Dominique Deblaine Bannzil littéraire
Dominique Deblaine                   Bannzil littéraire

 

Une nouvelle page

Paru dans la revue

Loxias-Colloques,12. Le Diversel - Universel ou "Diversel", Tout-Monde ou "Multivers" à l’œuvre dans la fiction caribéenne contemporaine

2019

 

 

 

(1er extrait - début de la nouvelle)

Ils m’observent furtivement, me zieutent, tout étonnés de voir une simple vendeuse en train de lire sur le marché de Pointe-à-Pitre et croient que je ne vois pas leur manège. Si depuis des années, je vends les légumes de mon jardin, bananes, ignames[1], madères[2], patates douces, gombos[3], salades, carottes, concombres et citrons, depuis plus d’un an, je lis. Oui, je lis, même si certains en ricanent.

 

 

(2e extrait)

Lorsque je fais venir mes carottes ou mes patates douces, je ne cherche pas à cultiver leurs imperfections, tout au contraire ; alors, pourquoi les fantaisies devraient-elles être si différentes ? Pourquoi aimer piétiner, rosser, écraser ? Pourquoi se délecter de coups bas, de mises à mort sous couvert de rigolade ? Nina m’avait traitée d’ingénue, mais je crois que, pour elle, crédulité veut seulement dire manque de culture.

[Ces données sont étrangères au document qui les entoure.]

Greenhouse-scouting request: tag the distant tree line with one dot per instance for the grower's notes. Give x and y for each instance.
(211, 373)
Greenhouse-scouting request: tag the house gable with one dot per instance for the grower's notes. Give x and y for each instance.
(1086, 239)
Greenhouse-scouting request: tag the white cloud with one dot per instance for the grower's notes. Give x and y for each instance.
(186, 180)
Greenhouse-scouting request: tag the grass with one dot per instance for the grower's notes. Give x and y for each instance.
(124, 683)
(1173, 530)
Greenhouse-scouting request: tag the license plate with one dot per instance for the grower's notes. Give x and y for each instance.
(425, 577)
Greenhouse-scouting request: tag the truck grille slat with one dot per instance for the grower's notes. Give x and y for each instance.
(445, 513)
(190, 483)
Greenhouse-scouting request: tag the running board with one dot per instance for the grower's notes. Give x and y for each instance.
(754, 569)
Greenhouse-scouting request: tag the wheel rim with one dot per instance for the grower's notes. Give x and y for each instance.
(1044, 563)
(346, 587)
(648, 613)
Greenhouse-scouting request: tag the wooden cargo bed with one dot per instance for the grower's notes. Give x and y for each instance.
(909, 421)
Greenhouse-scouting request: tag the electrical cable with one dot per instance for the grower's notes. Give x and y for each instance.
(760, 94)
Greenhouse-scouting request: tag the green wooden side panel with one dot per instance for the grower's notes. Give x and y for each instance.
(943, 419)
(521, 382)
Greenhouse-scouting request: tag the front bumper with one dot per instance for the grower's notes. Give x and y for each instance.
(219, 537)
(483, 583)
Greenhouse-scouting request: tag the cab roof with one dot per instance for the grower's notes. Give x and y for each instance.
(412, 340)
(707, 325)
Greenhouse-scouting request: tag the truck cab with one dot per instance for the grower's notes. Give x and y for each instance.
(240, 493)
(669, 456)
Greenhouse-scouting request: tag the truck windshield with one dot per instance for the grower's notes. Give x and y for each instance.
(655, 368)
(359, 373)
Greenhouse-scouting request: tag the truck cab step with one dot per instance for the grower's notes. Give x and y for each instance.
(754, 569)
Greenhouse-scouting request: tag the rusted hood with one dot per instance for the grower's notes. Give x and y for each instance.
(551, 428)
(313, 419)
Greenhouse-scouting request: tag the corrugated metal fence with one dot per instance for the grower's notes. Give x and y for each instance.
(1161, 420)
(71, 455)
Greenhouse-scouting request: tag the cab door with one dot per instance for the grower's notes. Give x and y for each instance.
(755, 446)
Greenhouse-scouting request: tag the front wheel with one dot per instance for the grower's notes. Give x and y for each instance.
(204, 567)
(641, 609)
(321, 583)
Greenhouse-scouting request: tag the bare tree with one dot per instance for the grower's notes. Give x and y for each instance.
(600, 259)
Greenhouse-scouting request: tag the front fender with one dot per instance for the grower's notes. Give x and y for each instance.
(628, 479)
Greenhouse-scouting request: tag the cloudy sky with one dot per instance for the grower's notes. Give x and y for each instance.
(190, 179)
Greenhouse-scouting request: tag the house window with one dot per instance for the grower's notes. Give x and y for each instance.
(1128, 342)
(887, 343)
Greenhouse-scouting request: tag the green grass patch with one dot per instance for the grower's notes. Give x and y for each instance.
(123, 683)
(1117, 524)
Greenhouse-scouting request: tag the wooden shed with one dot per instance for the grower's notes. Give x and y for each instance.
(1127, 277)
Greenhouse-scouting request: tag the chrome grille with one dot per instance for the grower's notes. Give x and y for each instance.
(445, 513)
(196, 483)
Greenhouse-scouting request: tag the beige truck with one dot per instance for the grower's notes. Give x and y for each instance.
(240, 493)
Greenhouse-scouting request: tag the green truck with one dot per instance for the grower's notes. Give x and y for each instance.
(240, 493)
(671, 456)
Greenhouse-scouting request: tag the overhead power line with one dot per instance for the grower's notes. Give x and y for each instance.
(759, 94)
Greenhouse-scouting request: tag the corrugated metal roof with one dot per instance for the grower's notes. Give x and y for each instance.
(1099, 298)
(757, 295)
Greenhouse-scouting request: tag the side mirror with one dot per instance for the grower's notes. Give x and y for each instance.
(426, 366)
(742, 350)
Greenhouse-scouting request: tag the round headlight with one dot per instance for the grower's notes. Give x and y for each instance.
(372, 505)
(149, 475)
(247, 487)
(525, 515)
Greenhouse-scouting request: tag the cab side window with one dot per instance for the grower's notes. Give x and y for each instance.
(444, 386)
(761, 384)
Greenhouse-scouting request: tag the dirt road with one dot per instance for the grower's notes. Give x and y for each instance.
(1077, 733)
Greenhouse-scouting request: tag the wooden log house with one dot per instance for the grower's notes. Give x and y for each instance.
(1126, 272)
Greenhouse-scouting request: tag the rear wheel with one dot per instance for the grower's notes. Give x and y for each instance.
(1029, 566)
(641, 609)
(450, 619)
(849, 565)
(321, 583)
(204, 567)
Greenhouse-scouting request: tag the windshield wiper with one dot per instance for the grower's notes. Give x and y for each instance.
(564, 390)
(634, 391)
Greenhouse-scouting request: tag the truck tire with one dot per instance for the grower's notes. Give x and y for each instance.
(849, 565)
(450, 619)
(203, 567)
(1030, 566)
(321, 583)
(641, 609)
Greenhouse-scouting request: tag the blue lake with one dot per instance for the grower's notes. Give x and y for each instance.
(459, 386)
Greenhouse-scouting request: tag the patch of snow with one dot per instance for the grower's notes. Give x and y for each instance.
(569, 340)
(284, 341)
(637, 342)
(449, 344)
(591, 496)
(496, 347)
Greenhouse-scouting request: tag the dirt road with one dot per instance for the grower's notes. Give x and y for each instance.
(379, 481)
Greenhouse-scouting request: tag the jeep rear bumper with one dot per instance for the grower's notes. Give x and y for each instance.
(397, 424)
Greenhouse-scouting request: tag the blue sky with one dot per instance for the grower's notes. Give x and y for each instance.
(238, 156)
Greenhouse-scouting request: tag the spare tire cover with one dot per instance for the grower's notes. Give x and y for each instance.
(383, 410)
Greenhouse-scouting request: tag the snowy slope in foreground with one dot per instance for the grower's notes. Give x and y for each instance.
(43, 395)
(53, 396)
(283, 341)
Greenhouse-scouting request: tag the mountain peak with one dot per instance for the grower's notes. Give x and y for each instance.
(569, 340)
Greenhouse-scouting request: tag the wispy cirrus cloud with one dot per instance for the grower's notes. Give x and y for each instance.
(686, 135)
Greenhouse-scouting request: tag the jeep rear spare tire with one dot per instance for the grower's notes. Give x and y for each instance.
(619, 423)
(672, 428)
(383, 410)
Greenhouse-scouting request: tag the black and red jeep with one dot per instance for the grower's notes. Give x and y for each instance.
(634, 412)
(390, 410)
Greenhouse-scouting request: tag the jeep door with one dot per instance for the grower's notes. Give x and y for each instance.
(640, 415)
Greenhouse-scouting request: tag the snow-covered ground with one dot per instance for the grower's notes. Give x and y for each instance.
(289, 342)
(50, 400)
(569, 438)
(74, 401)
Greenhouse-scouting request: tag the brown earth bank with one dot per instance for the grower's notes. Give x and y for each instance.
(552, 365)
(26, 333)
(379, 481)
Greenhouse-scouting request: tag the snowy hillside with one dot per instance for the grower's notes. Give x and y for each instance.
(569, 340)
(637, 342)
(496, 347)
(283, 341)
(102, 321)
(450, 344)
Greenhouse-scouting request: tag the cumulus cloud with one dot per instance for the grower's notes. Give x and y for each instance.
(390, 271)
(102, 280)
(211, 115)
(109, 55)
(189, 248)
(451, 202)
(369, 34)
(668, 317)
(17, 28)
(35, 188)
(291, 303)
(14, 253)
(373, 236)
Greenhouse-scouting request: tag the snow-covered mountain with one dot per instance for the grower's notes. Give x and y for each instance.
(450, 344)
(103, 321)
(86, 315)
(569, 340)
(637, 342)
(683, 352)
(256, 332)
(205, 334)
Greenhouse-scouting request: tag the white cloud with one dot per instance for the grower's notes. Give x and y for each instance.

Après ses jugements proférés avec une telle assurance, j’ai eu honte de mes attentes, mais je ne pouvais pas y renoncer non plus. Pour faire face à son arrogance, j’avais cherché comment dire cette répugnance qui me submergeait parfois et j’avais trouvé les mots en assistant à une conférence sur la littérature à la médiathèque du Gosier : le goût du cynisme, le culte du cocasse et la prédilection pour la domination. Aller à des conférences est également nouveau pour moi. Quand, avec ces mots, qui m’avaient électrisée et coupé le souffle, j’avais pu lui expliquer mon étonnement et mon écœurement, elle était restée comme un cabri devant le couteau et avait l’air d’une cruche. C’était comme si je lui avais jeté mon panier de madères à la figure.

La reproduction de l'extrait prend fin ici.